Plans for a higher education presence in Fayette County could take a substantial leap forward early in 2013 after years of general plans for such a presence.
Leaders in Somerville, the county seat, launched the drive for a 26,000-square-foot “Fayette County Higher Education Center” in September. There has been general discussion for such a center the last two years.
The center would be built on U.S. 64 between the Fayette County towns of Somerville and Oakland.
“We’ve put a floor plan together that is our idea of what it might look like,” said Somerville Mayor Bob Turner of a still-tentative plan that would include space for the University of Memphis, the University of Tennessee at Martin, Southwest Tennessee Community College and the Tennessee Technology Center in Whiteville, Tenn.
The four institutions involved represent every part of the state’s higher education system.
What took the project from a general discussion to specific floor plans is the presence of the Norfolk Southern Corp. intermodal facility in Rossville.
“That’s what we are trying towards is getting people trained for those jobs. The intermodal facility itself is only going to create a couple of hundred jobs – 300 to 400 jobs tops,” Turner said. “But what’s going to create the jobs is all of the development around the intermodal facility – potentially 5,000 to 7,000 jobs there. Do we want people from all over the state to get the jobs? Of course we do. But we would sure like to get some people from here to get some of those jobs.”
The next crucial step is a needs assessment survey and study leaders of the University of Tennessee at Martin are doing. The study results would make the case for state funding, which Turner and others envision as the bulk of the financing needed along with private funding and what Turner said would be a minimal amount of local government money.
“Once they step up, that might change some things pretty rapidly,” Turner said of involvement by the University of Tennessee at Martin. “That’s what we are kind of hoping for.”

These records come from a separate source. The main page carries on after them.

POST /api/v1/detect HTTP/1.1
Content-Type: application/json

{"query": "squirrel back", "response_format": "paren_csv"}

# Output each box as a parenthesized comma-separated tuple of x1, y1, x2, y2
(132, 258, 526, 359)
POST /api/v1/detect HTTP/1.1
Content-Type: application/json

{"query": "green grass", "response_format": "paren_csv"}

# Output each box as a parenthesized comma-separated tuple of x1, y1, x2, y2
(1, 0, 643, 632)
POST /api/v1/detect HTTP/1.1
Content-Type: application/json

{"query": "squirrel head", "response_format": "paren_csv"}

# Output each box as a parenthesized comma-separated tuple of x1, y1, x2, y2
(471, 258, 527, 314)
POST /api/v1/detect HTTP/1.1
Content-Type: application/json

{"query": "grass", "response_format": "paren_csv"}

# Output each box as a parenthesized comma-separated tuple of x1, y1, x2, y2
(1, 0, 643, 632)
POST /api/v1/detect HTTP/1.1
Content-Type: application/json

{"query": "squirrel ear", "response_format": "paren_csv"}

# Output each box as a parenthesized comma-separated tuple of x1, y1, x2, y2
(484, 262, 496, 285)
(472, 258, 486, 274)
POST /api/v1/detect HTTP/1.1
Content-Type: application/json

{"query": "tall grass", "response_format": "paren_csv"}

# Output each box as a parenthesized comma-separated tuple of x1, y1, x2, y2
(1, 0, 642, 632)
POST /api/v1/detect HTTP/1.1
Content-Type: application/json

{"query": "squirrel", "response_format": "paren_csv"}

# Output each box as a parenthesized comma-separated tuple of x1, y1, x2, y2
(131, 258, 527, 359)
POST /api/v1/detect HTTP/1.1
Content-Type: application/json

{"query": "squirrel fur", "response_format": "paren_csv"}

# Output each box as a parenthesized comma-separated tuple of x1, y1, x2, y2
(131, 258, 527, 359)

The results of the survey, which had more than 300 respondents, are being analyzed.
UT Martin has operated several other centers in the region since 1998 at Selmer, Parsons, Ripley and Jackson. But responding for the university, Tommy Cates, executive director of extended campus and online studies, said the Somerville center would be different because of its proximity to Memphis.

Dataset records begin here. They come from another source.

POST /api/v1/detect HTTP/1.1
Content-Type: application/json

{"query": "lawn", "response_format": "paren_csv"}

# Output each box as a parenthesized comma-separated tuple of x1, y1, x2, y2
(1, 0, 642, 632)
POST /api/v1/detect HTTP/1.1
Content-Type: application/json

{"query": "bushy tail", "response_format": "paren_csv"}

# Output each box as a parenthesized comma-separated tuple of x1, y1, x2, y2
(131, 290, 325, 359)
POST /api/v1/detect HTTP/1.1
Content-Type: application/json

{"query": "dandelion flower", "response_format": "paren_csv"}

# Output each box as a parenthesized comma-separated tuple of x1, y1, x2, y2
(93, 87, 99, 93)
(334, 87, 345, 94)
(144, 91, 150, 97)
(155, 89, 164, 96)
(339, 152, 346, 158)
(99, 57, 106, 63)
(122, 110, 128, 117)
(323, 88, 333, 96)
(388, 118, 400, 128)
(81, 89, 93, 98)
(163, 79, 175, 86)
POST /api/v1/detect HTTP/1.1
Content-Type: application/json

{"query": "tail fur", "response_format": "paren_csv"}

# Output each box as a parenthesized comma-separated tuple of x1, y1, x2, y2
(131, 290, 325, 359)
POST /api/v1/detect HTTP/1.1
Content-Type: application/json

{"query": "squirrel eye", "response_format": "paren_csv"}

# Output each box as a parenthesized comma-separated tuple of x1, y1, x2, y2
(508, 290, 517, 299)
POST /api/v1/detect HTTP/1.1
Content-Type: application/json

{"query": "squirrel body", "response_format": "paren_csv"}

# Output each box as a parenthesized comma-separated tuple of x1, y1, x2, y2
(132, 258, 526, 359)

“This location is nearer to a major urban area,” Cates said in a written statement. “UT Martin would look to expand offerings to meet the needs of a more diverse populous area.”

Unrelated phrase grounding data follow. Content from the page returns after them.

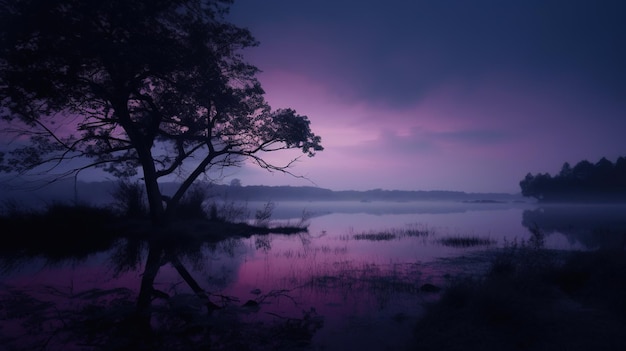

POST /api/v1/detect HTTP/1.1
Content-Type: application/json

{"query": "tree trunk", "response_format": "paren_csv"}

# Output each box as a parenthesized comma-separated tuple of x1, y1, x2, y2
(135, 240, 165, 326)
(116, 102, 166, 226)
(144, 173, 166, 225)
(165, 153, 216, 218)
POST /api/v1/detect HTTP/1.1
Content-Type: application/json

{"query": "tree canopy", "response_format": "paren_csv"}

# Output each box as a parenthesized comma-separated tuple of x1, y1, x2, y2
(519, 156, 626, 202)
(0, 0, 323, 223)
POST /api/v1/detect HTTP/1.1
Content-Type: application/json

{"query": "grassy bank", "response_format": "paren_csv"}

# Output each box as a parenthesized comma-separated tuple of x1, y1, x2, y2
(0, 201, 307, 268)
(410, 245, 626, 350)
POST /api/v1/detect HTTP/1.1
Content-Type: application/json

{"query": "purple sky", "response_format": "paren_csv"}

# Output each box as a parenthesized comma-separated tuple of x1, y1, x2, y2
(219, 0, 626, 193)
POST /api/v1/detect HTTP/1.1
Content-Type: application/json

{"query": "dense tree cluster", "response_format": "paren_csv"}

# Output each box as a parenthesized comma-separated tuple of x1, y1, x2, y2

UT Martin leaders are particularly interested in credit and non-credit courses in agriculture.
“The training available could include agricultural sciences, economic and technology,” Cates said. “These include technology relative to precision agricultural operations as well as economic and other aspects of the agricultural environment.”
As in the other areas where it operates education centers, Cates said the Somerville area survey showed potential students who really weren’t looking for a college experience with residence halls and athletic programs. They also showed interest in affordable classes in the late afternoons and evening with some looking for non-credit courses like photography and foreign languages.
Meanwhile, the state-run technology center in Whiteville is already training workers for manufacturing jobs in the area. And programs developed by Southwest Tennessee Community College in Memphis specifically for workers at Blues City Brewery and the Electrolux plant have been touted by Memphis leaders as a breakthrough in the second stage of economic development once companies agree to build plants in the city.
“We want to create specific training programs for specific jobs, whatever that is,” Turner said. “We also want to put a school out here as well. … And have associate degrees and bachelor’s degrees available there at that facility.”